Friday, October 16, 2009

My sentiments exactly . . .

Following up on the earlier posts raising serious questions about the radical ideology and historical and moral obtuseness of those by whom our president has chosen to surround himself, this from Peter Wehner at Commentary Magazine, with whom I agree, both about Glenn Beck and the director of communications in the Obama administration:

I have written before why I think Glenn Beck is harmful to the conservative movement But this video that he played on his program of Anita Dunn, communications director for the White House, explaining earlier this year why Mao Zedong is one of her two favorite political philosophers, is a public service.

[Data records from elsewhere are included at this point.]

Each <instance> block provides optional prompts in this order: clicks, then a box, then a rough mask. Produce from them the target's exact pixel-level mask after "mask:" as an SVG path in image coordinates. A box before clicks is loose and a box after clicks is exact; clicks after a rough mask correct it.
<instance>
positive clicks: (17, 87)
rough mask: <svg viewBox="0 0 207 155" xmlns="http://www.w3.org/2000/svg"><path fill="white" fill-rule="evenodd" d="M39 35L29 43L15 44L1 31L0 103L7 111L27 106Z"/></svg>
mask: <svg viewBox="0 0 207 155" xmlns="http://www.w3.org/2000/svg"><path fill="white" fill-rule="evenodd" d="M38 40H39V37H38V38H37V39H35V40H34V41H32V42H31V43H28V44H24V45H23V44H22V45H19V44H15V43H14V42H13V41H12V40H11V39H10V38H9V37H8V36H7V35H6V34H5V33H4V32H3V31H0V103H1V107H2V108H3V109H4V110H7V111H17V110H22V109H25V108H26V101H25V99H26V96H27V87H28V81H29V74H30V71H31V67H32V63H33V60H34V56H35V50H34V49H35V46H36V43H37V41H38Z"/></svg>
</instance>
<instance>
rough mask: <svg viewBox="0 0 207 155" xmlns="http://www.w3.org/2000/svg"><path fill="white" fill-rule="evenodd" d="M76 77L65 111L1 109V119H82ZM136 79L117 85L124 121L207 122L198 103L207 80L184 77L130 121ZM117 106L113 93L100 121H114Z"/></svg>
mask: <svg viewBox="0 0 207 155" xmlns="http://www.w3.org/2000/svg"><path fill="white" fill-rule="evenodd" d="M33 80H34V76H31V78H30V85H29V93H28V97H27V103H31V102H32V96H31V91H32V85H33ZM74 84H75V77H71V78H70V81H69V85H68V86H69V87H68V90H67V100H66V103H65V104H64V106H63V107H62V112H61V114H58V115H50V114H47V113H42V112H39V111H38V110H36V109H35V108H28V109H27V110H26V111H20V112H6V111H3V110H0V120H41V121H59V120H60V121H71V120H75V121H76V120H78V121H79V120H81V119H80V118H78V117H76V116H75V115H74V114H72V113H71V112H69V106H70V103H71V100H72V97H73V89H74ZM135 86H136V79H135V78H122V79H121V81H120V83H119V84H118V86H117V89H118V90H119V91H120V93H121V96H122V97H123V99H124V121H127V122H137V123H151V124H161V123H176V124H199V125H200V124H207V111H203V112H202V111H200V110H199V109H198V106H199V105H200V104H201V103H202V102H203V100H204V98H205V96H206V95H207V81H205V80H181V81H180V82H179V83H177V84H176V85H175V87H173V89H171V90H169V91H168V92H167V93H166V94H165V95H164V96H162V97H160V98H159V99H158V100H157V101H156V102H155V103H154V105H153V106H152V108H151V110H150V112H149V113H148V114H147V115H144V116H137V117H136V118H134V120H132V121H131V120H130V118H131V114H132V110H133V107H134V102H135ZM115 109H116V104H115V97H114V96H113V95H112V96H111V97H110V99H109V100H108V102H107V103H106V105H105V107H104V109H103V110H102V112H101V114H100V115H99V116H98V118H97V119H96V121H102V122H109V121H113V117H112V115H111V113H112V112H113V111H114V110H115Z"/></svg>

The praise for Mao isn’t a throwaway line by Miss Dunn; she actually explains why he is one of the two people (along with Mother Teresa!) she turns to most when it comes to “fighting your own war.” Everybody has his or her own path, you see; you don’t have to accept the definition of how to do things. It’s about your choices and your path. You figure out what’s right for you. Mao did it his way, and you should do it your way. So sayeth Anita Dunn, philosopher.

In his October 2005 essay in COMMENTARY, Arthur Waldron describes the architect of China’s Cultural Revolution this way: “Mao was the greatest mass murderer of the 20th century. Much of the killing was direct, as in the torture and purges at Yan’an. After the Communist seizure of power in 1949, the practice became countrywide. Mao set his numerical targets openly, and stressed the ‘revolutionary’ importance of killing.” It is said of Mao — who was responsible for the death of some 70 million Chinese — that he derived a “sadistic pleasure” from seeing people put to death in horrible ways.

All this goes uncommented upon by Miss Dunn. Her praise for Mao — unqualified and without caveats, based on the excerpts of her speech — is quite extraordinary. For a senior member of the White House to hold these views is more extraordinary still. Perhaps Pol Pot will be the subject of Dunn’s next favorable meditation.

You might assume that the White House press corps would think this is a matter worth exploring — but you would (so far) be wrong. I won’t speculate as to why that’s the case; I will only say that its lack of curiosity and interest on this matter is, well, worth noting.